Improving Metacognition and Uncertainty Communication in Language Models

M. Steyvers, C. G. Belem, P. Smyth

Under review, 2026

PDF / Paper
Representative figure for Improving Metacognition and Uncertainty Communication in Language Models
Two metacognitive tasks: in single-question confidence, the LLM provides a verbalized numeric confidence score with its answer; in pairwise confidence comparison, the LLM selects the question for which it is more confident before answering.

Abstract

Large language models are increasingly used in settings where confident but incorrect answers can mislead users. Reliable uncertainty communication requires a form of metacognition: monitoring when one's own answers are likely to be correct. We examine whether supervised fine-tuning improves this capability and test its transferability across domains.
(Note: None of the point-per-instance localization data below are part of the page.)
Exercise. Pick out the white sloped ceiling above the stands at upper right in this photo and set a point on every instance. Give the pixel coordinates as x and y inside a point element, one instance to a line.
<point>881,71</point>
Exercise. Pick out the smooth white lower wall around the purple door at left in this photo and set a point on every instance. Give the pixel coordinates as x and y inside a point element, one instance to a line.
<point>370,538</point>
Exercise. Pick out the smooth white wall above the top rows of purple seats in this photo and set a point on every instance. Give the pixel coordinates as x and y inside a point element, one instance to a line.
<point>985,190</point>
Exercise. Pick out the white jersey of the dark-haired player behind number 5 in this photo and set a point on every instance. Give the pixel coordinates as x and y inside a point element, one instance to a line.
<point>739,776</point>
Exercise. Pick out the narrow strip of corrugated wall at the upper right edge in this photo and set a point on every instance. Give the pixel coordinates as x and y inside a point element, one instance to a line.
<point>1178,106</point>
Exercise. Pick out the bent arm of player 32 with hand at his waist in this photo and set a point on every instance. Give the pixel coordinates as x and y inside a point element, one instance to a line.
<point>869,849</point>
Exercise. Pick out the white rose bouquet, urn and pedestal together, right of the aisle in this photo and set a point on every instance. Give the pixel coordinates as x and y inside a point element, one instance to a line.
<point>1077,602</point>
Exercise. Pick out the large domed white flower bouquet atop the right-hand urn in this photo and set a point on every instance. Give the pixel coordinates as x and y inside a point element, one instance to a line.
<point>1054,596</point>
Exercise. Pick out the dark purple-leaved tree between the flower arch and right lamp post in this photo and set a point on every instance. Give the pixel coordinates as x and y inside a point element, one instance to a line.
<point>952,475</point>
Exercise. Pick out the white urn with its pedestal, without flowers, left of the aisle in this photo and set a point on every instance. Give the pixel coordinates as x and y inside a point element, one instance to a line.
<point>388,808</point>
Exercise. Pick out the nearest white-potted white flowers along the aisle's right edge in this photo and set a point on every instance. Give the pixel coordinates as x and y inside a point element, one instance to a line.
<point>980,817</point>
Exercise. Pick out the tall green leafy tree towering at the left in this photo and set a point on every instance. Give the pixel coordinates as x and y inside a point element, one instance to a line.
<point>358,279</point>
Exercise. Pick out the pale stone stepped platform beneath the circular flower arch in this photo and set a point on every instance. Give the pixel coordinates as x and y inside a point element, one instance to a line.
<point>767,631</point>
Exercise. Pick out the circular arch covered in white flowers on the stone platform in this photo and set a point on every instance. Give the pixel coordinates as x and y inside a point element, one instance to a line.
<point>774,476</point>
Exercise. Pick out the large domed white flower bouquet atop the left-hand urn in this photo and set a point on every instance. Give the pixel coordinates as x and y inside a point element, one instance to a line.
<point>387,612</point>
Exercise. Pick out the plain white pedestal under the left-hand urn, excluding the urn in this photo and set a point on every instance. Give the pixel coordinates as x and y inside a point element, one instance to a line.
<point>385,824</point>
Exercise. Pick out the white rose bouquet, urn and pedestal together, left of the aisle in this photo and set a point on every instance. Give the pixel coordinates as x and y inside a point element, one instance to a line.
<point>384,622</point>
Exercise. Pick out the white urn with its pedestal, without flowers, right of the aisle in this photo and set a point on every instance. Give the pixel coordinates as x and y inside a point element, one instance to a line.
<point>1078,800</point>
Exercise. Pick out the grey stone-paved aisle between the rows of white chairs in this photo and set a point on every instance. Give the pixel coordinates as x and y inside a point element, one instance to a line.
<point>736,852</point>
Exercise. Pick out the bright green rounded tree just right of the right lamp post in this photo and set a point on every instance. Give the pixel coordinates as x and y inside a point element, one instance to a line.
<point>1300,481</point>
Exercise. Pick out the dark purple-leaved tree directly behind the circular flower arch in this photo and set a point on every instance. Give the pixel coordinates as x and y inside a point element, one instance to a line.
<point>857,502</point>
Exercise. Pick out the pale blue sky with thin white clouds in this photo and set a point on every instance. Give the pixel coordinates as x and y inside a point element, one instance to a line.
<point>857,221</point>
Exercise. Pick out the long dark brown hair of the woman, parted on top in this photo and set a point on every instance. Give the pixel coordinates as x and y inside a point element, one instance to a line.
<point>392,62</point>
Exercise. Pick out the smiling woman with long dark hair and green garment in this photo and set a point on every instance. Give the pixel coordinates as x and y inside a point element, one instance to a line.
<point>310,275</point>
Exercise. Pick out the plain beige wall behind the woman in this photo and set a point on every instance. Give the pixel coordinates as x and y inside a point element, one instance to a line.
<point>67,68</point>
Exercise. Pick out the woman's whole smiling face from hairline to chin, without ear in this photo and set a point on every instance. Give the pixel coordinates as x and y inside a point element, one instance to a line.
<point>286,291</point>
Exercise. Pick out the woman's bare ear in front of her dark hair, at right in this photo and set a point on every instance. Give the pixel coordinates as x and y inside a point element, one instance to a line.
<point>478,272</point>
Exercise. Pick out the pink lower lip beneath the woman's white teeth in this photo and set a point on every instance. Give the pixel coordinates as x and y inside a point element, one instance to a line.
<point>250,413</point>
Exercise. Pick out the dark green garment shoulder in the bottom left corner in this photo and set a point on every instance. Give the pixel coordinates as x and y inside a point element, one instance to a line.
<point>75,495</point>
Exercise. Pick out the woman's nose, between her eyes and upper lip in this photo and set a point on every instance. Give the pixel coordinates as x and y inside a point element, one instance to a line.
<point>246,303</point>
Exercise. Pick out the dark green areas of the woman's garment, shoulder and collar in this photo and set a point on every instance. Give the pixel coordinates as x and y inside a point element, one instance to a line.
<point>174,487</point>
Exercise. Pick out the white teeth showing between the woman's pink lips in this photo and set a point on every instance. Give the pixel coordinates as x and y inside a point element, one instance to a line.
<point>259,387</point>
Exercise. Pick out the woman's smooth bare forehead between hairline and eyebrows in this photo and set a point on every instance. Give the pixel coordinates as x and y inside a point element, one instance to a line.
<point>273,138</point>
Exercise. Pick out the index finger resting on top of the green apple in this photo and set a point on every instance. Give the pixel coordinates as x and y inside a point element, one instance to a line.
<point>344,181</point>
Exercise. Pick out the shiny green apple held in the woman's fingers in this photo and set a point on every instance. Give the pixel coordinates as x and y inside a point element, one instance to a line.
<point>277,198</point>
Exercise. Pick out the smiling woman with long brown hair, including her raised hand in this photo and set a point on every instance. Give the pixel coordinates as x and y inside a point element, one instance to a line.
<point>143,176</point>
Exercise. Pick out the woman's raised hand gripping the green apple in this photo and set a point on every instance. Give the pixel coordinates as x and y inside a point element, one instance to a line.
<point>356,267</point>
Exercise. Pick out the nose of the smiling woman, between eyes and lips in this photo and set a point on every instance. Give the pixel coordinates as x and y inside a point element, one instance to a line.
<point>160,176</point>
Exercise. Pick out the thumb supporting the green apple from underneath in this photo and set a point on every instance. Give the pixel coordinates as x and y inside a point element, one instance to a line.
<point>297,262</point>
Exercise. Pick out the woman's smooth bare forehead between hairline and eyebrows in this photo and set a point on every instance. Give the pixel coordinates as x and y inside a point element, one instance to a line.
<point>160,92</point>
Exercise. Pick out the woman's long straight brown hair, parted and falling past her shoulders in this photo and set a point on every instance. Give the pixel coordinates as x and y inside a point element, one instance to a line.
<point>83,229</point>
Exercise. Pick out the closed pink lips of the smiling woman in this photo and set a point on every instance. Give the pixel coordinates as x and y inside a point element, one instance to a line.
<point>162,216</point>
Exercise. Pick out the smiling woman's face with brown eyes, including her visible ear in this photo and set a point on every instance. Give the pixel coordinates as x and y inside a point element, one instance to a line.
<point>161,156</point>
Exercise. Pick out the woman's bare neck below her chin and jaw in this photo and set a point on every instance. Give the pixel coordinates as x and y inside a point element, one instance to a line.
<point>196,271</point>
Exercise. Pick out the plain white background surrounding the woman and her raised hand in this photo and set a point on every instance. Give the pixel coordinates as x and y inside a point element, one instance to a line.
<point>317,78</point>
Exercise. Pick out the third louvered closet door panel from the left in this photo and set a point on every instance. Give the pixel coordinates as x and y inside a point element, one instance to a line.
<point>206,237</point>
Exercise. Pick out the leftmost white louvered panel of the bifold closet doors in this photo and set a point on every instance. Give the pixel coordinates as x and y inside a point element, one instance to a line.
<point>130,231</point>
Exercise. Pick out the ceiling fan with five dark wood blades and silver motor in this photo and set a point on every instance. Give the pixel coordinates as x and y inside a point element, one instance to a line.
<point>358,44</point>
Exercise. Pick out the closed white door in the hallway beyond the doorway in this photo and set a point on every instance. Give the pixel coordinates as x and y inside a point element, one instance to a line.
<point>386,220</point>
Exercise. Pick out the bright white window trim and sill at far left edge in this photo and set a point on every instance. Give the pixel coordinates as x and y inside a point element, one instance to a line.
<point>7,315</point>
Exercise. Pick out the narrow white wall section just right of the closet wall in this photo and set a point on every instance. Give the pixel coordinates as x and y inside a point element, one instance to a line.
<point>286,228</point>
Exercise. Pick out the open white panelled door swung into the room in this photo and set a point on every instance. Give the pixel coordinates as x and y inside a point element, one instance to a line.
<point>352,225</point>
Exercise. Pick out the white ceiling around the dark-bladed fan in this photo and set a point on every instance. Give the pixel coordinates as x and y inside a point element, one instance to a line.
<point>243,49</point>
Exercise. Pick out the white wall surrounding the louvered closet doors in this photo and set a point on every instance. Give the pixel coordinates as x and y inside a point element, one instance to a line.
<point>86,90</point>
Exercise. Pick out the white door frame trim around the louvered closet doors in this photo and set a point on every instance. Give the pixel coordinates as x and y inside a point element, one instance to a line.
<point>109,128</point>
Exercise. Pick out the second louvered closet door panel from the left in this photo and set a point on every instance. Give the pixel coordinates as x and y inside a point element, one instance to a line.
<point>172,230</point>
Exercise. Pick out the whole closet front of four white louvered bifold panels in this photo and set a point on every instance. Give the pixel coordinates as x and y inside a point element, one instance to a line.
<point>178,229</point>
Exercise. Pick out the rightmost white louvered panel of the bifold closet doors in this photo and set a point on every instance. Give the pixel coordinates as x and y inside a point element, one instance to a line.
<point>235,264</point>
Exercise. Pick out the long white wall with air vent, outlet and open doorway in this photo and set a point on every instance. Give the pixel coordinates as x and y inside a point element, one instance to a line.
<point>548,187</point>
The study involves fine-tuning two models on general knowledge, mathematics, and trivia using two evaluation methods: single-question confidence estimation and pairwise confidence comparison. Performance is assessed on both training domains and new medical, legal, and truthfulness benchmarks. Results demonstrate that fine-tuning enhances alignment between stated confidence and actual accuracy. However, gains from single-task training do not reliably transfer between different confidence estimation approaches. Multitask fine-tuning proved more effective for broader generalization across models and tasks. While uncertainty communication in large language models is trainable, transfer between metacognitive tasks remains limited, and joint training on multiple confidence tasks may be necessary for more comprehensive generalization.